Additionally, there was no difference between the age of patients in \(S_1\) and \(S_3\), but the age of patients of \(S_2\) was significantly lower than those of \(S_1\) and \(S_3\) (p values were 0.0013 and 0.0207 with a one-way ANOVA test, respectively). We also performed a one-way ANOVA test for APOE4 among subgroups of AD patients and observed no significant difference between APOE4 (p value as 0.35). Therefore, the proposed method may cluster patients that have some similar clinical characteristics such as the age, but not all of subgroups were clustered by these characteristics.

Conclusion

We have provided a methodological and analytical approach for identifying correlations between AD and T2D at the genetic level. Since the AD dataset does not contain information about whether the AD patients have T2D or not, it is important to define subgroups of AD; the same is true for T2D. Because the conventional NMF is not suitable for this task, we developed a method of gene selection from gene expression data. After applying NMF to gene expression data, additional conditions were taken into account for detecting distinct characteristics of subgroups. Genes with significant differences in expression levels in each patient groups (AD and T2D) were first selected to screen patients with AD associated with T2D and patients with T2D associated with AD. We identified genes that characterize these specific AD and T2D patients and identified the potential relationship between the two diseases based on gene expression profiles. To validate these potential relationships from candidate genes, prediction errors of the classification between AD and controls from logistic regression were compared with randomly selected genes in an independent AD dataset. Inclusion of the candidate genes significantly increased the AUC values in classifying AD from controls compared with randomly selected genes.
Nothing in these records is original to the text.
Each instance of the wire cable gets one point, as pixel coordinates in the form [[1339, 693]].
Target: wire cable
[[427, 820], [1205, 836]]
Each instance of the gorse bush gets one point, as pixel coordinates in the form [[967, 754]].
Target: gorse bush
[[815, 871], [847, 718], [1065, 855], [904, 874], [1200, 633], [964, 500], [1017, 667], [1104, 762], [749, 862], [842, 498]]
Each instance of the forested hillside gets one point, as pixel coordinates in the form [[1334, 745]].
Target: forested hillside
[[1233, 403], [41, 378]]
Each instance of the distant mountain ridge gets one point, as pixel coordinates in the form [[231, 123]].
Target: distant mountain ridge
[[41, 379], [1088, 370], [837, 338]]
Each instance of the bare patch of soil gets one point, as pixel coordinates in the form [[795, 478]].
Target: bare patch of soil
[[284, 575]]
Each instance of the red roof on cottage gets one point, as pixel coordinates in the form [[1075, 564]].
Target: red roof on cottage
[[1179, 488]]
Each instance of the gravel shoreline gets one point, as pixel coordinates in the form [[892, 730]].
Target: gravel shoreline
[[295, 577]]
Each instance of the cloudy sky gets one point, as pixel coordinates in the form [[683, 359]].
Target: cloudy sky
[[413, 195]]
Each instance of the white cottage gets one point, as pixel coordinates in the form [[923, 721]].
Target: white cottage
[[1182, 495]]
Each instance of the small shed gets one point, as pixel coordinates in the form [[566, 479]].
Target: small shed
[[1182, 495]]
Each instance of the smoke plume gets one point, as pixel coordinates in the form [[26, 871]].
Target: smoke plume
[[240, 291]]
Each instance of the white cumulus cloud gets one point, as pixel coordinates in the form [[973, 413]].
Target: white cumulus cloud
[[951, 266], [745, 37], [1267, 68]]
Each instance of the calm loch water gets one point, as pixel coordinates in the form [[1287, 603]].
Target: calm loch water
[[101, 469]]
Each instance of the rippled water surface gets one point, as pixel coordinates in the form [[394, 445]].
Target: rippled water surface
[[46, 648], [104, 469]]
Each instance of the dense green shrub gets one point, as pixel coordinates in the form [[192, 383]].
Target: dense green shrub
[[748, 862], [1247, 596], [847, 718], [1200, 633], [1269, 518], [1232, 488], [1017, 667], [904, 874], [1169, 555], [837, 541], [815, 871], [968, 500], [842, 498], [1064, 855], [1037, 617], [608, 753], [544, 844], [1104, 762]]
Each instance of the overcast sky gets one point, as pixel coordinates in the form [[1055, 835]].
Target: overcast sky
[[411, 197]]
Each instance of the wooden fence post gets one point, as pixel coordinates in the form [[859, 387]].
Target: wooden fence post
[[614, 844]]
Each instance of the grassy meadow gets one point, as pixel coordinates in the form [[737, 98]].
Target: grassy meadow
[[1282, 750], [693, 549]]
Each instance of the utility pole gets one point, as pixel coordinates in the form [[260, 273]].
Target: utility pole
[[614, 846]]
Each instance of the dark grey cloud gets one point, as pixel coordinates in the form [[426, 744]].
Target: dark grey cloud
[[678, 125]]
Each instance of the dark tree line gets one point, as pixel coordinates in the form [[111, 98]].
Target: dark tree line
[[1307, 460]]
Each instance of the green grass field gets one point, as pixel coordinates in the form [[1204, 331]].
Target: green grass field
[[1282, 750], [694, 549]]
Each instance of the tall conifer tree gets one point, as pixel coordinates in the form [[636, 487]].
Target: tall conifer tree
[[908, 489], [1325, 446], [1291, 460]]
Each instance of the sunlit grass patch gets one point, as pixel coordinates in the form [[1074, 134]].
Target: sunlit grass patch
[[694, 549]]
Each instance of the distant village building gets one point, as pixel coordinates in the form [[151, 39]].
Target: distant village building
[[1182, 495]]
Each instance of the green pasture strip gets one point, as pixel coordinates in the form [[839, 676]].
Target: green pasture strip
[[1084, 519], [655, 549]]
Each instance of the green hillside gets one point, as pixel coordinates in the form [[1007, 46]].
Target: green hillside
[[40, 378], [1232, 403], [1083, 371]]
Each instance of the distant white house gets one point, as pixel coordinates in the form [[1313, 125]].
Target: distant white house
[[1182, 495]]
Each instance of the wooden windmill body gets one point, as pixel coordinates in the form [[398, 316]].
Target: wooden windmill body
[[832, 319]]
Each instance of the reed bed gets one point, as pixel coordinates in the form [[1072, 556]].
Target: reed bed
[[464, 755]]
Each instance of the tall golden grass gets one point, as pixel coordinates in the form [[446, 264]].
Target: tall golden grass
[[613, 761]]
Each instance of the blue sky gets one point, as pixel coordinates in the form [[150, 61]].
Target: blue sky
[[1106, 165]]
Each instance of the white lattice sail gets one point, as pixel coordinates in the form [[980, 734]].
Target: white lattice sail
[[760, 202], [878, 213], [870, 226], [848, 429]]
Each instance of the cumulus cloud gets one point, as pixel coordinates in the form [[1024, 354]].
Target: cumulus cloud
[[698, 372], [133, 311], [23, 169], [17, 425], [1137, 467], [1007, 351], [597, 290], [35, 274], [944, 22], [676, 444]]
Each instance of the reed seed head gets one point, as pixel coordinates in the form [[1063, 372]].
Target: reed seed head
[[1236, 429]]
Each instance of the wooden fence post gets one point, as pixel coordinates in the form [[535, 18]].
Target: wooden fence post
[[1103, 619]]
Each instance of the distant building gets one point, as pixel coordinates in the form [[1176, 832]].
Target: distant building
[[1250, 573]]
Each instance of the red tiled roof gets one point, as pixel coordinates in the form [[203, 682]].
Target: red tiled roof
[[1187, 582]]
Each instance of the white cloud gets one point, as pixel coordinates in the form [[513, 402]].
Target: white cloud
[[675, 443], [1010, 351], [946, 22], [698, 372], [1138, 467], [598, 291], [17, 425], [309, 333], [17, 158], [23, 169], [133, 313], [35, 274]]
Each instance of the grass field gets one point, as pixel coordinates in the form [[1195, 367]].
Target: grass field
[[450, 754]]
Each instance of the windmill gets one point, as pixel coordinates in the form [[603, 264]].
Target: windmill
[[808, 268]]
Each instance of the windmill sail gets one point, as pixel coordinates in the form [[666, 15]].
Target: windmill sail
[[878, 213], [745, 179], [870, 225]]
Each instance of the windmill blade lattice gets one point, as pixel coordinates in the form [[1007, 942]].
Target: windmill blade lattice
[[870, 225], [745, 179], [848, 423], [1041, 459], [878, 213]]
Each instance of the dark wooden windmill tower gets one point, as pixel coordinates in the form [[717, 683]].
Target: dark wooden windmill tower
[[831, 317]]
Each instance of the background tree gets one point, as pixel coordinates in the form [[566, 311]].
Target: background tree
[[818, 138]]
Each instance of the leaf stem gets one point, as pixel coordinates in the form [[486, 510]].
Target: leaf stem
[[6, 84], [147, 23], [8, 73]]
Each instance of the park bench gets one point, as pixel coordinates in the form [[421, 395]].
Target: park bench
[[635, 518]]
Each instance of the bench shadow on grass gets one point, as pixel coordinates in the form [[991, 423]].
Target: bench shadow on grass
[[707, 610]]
In conclusion, we provide new insights for extracting differentially expressed genes with relative differences in a specific patient group. These genes were enriched with pathways related to both AD and T2D such as T cell selection and chemokine pathways. As AD patients have genetic heterogeneity, the investigation of commonly dysregulated pathways in AD and T2D can enhance personalized medical cares for a subgroup of AD. Further studies are needed to reveal the relationships among AD and other AD-related diseases which could improve the prevention and treatment of AD.